Depois de uma ausência de quatro anos, Petrônio, o Sísifo do Murilópolis, retornou ao seu ofício no espaço em que durante anos esbanjou sorrisos e um raro bem-querer com a vida.  

Ao reencontrá-lo, recentemente, no mesmo lugar onde faço as minhas caminhadas matinais, ganhei um abraço prenhe de sincero carinho, que me emocionou, até. Andou “por aí”, me disse, mas estava feliz de ter retomado a sua lida na empresa responsável pela limpeza urbana.

Por que Sísifo?

Assim como a figura mitológica grega, Petrônio repete o seu trabalho diariamente, ainda que pareça “inútil” para os persistentes espalhadores de lixo: limpa as ruas e calçadas da sujeira que nós, a população, vamos deixando pelo caminho. Chega ao topo da montanha, ao fim da jornada, carregando a sua pedra, que rola de volta à planície, onde irá buscá-la no dia seguinte, mais uma vez e outra e outra...

Na semana que passou, na manhã do dia imediatamente após a primeira partida do Brasil na Copa, ele já me aguardava, com seu imenso e genuíno sorriso. Enquanto recolhia folhas mortas e os restos que deixamos pelo chão, foi taxativo: “O Brasil melhorou muito depois da saída do Neymar”.

Dei-lhe alguma razão, até porque ele estava absolutamente convencido da sua sentença, e entendi que o nosso - ainda – maior craque já não deita e dorme nos sonhos dos brasileiros que gostam de futebol (e me incluo entre estes). Torcedores, jornalistas esportivos, gente indiferente ao esporte, todos aprenderam a "odiar" o Neymar (o verbo usado aqui é uma homenagem às redes sociais, onde se "odeia" até cenoura, por exemplo). 
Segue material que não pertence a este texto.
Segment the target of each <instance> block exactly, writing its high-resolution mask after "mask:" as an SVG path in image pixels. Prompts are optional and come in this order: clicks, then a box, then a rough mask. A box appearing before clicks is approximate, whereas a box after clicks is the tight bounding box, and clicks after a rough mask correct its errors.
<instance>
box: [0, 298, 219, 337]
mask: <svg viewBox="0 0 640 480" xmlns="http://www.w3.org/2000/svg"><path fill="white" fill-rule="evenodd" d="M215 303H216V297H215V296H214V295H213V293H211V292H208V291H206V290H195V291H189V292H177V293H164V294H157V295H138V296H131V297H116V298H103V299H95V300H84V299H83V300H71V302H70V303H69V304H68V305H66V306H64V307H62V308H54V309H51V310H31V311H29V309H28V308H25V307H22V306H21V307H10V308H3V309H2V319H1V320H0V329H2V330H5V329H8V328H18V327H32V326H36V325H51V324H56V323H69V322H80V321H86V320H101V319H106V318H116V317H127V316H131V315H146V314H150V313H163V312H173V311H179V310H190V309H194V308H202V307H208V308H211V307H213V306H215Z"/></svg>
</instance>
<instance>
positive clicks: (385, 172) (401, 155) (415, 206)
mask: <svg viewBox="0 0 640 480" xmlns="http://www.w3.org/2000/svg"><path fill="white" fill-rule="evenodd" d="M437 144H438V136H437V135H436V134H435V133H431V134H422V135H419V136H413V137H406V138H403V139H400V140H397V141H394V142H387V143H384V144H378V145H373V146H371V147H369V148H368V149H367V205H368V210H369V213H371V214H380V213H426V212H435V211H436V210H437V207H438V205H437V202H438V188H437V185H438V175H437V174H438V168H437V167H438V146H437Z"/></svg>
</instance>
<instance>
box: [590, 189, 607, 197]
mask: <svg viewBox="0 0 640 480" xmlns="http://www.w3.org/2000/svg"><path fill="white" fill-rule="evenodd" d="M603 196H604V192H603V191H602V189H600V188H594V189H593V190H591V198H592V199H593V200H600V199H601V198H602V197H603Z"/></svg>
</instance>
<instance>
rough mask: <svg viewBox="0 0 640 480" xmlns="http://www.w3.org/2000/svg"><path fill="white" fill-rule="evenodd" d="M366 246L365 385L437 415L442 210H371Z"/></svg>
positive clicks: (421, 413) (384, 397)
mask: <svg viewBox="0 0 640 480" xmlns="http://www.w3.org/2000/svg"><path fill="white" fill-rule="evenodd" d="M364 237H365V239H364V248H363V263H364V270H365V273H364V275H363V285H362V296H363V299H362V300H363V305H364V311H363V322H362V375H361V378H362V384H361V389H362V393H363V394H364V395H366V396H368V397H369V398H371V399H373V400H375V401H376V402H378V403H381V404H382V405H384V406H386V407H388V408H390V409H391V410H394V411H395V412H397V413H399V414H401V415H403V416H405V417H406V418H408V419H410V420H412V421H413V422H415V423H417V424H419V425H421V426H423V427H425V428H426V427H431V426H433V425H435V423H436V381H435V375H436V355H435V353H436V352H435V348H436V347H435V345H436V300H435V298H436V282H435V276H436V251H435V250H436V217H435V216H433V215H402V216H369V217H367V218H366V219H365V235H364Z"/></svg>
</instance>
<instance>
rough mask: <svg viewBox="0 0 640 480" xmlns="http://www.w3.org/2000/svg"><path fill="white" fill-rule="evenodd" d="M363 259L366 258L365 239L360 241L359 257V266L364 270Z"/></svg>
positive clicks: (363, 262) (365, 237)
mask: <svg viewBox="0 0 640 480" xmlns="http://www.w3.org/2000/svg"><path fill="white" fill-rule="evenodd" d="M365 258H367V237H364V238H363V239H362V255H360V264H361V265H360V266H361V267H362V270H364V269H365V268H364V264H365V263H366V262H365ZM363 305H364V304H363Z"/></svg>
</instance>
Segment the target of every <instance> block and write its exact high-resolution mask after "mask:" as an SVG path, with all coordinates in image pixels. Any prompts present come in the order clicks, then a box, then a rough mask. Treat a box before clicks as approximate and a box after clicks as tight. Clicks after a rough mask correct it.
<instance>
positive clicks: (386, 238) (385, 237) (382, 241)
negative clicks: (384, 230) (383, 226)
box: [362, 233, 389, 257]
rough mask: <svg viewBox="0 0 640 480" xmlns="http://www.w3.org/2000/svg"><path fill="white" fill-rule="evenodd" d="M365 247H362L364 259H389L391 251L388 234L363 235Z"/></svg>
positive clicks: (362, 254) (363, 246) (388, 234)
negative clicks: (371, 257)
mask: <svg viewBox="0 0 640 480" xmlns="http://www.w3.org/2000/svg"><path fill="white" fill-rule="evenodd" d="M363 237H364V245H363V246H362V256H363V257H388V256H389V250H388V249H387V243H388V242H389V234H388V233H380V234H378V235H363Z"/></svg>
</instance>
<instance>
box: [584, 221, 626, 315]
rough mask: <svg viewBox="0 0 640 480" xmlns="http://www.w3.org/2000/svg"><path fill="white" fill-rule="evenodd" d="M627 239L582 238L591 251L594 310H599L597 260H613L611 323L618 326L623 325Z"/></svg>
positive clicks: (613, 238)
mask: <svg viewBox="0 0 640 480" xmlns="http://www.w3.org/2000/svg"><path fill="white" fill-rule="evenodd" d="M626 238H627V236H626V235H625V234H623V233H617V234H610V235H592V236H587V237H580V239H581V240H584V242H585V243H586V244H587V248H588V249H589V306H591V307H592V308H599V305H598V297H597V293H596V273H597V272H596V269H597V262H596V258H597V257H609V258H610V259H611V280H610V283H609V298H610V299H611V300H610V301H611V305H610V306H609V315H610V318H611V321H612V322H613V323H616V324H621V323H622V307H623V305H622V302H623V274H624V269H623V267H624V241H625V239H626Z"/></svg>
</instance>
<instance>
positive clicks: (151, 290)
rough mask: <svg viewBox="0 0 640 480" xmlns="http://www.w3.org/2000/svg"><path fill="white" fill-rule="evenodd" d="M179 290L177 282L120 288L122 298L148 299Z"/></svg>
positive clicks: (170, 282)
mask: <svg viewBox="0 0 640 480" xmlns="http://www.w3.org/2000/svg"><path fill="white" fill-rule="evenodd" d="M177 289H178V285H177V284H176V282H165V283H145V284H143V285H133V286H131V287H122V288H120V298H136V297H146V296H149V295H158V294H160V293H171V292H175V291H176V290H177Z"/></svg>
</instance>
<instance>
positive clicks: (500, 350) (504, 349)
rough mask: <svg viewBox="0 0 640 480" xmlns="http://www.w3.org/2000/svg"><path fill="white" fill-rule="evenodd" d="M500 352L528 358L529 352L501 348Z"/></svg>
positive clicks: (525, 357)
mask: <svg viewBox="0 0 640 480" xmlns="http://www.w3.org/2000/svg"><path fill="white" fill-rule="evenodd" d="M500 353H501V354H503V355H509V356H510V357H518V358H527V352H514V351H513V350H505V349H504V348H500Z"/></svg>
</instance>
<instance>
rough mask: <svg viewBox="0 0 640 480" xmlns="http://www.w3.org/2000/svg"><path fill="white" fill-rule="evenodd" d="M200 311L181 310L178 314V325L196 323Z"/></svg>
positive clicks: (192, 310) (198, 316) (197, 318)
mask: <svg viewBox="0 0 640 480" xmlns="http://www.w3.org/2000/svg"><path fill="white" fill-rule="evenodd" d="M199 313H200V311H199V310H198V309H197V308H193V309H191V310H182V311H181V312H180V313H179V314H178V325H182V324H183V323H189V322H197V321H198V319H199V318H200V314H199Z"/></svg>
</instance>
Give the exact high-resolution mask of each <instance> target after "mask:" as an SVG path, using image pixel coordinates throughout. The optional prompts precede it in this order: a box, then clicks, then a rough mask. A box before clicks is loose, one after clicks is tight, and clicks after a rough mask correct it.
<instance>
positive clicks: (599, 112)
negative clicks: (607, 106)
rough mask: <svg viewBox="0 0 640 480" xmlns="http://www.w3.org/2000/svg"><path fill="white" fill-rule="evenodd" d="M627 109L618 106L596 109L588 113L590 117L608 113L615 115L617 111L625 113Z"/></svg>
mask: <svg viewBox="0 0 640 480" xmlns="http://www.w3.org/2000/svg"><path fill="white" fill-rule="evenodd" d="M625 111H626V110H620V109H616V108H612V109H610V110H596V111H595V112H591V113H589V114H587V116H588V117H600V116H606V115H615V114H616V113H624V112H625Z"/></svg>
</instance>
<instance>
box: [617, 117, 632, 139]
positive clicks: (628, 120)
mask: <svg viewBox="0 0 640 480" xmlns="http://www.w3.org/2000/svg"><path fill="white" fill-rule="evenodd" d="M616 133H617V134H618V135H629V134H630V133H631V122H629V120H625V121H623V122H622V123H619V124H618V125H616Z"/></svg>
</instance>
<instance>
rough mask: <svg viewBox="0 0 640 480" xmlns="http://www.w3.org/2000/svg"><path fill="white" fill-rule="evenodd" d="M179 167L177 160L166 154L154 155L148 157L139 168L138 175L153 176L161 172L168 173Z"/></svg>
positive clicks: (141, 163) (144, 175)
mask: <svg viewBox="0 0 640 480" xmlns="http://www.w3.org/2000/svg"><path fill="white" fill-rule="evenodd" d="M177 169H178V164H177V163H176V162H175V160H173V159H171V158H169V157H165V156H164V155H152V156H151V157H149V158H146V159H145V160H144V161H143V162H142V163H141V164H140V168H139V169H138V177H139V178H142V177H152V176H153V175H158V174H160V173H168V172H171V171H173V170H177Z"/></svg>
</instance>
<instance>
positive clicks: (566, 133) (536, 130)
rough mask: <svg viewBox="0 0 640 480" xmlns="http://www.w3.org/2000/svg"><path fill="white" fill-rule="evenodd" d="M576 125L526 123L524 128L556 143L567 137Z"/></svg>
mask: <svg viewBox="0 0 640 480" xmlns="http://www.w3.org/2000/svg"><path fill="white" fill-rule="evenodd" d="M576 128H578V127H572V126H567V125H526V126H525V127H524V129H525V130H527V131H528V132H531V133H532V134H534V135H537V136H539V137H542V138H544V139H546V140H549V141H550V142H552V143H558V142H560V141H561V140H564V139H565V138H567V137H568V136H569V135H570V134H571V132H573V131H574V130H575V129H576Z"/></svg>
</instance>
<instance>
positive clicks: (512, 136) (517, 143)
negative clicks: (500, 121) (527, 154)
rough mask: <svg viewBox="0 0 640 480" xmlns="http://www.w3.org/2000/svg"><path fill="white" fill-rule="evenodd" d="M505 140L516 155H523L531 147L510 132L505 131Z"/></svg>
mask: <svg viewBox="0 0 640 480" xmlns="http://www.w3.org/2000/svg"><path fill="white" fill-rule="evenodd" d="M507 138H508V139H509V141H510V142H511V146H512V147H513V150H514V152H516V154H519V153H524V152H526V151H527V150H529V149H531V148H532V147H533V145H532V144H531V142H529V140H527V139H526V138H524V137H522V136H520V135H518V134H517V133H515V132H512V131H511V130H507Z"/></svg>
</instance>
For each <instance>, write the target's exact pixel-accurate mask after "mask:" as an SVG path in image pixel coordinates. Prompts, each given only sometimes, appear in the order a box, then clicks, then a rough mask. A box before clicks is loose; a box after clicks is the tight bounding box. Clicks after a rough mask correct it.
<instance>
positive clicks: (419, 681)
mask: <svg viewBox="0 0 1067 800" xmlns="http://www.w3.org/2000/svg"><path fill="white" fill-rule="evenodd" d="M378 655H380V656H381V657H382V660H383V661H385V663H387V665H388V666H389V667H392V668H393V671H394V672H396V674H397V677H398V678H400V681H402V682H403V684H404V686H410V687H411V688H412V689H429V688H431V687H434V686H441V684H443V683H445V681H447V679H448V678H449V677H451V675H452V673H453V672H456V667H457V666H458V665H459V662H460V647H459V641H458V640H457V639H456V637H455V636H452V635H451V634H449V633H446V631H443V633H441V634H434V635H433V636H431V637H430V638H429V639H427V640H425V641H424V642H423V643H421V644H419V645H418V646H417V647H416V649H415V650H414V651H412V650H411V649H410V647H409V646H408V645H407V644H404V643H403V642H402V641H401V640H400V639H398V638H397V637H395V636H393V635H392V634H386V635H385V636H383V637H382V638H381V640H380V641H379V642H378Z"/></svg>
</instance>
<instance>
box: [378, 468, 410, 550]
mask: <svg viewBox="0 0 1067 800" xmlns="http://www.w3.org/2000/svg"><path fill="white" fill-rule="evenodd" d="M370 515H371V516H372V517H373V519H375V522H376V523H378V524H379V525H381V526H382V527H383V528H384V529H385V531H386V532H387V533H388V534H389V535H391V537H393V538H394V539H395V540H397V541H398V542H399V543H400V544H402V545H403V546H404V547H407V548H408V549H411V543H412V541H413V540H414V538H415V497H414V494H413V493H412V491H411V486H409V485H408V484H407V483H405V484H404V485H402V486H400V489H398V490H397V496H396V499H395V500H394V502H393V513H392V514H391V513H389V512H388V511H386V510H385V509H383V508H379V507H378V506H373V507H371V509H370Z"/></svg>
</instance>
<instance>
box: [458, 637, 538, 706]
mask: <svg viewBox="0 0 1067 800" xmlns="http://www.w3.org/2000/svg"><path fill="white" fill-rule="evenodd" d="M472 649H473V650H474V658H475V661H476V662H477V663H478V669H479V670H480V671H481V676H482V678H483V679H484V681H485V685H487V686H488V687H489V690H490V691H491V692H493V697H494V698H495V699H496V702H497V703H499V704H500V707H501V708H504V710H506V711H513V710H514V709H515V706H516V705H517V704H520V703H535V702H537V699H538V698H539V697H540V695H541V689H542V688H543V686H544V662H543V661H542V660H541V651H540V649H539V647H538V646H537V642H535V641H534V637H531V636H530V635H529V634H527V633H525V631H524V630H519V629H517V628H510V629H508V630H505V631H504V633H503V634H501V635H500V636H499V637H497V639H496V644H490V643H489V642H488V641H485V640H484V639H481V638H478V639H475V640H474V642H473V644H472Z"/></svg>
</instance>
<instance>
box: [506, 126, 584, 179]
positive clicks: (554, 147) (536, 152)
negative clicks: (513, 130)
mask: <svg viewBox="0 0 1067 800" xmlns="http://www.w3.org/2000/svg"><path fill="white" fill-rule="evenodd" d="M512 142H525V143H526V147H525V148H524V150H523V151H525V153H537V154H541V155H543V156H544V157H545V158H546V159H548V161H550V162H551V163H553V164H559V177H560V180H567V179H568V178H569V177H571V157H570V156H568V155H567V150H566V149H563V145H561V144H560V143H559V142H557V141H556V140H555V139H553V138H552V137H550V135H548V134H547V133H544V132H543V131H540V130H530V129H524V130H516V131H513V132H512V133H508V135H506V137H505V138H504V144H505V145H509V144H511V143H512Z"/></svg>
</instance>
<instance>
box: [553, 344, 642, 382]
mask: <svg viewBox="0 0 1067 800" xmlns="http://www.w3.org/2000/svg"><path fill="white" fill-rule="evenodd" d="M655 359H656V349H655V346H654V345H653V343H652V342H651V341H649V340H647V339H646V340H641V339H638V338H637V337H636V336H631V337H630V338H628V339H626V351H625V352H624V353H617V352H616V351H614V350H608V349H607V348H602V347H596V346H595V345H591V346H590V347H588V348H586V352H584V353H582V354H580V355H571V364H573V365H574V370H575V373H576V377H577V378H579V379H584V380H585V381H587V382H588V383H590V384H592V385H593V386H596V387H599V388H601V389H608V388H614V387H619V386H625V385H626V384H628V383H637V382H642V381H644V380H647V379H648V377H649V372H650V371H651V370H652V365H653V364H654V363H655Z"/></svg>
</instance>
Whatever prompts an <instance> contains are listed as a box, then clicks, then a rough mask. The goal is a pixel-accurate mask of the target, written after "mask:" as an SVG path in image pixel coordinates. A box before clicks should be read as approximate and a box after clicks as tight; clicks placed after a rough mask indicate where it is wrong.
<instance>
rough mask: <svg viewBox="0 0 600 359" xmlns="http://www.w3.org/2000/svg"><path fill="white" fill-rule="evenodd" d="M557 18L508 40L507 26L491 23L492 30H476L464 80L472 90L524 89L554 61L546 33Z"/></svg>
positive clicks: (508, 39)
E, assim me parece também, as plateias onde ele espalha o que restou da sua magia não mais exala encantamento com seus dribles, fintas e chutes mortais. Observem-no em campo: ele é antipatizado pelos atletas adversários, e não pela capacidade de humilhá-los com a bola nos pés, exibindo uma arte na qual surgiu - e gorou - como um dos gênios definitivos, daqueles para quem a história reserva lendas e inverosimilhanças. É a soberba, assim me parece, o motivo de tanto desamor. 

Neymar virou vítima dele próprio e desses tempos de celebridades virtuais e instantâneas. Creio que ele não estava preparado para exercer o papel de herói nacional – e não só – num mundo tão sedento de seres superdotados, os deuses inatingíveis de todas as seitas humanas. Mas pergunto-lhes: quem seria capaz de fazê-lo, considerando todas as suas circunstâncias e formação?

Até o final da Copa do Mundo, imagino, ele ainda terá a chance de reconquistar os brasileiros e os torcedores de outras nações, mas já sem o protagonismo que ansiávamos em outros tempos – e não faz muito tempo. Mesmo porque vivemos hoje entre sentimentos absolutamente extremos, de amor e ódio, com o último predominando vivamente sobre o primeiro.

E a multidão, lembremos Shakespeare, poderá mudar de um lado para o outro, instantaneamente, como na sequência fantástica dos discursos de Brutus e Marco Antônio, num dos momentos mais notáveis da melhor literatura, após o assassinato de César. E ninguém haverá de condená-la por essa labilidade emocional, sendo esta uma expressão sincera da alma dos homens.

Já há algumas décadas entendi que o brasileiro adorava falar mal do Pelé, que, por sua vez, falava muito sobre quase tudo. Culpa, principalmente, dos coleguinhas jornalistas, que tudo perguntavam ao Deus do Futebol, para conseguir uma manchete - escandalosa, como sói acontecer. E conseguiam, quase sempre, com as previsíveis consequências para o próprio Pelé, que no dizer do Romário, “calado é um poeta”.

É abjeta injustiça para com o brasileiro que se tornou uma das maiores marcas humanas, admirado por gente de todo o planeta – e até hoje. Nós, por aqui, optamos preferencialmente por desancar suas declarações, a que consideramos tolas e descabidas.

Que fique claro: Neymar nunca foi nem será Pelé.

O mais triste nessa história, porém, é que ele também não se tornou Neymar.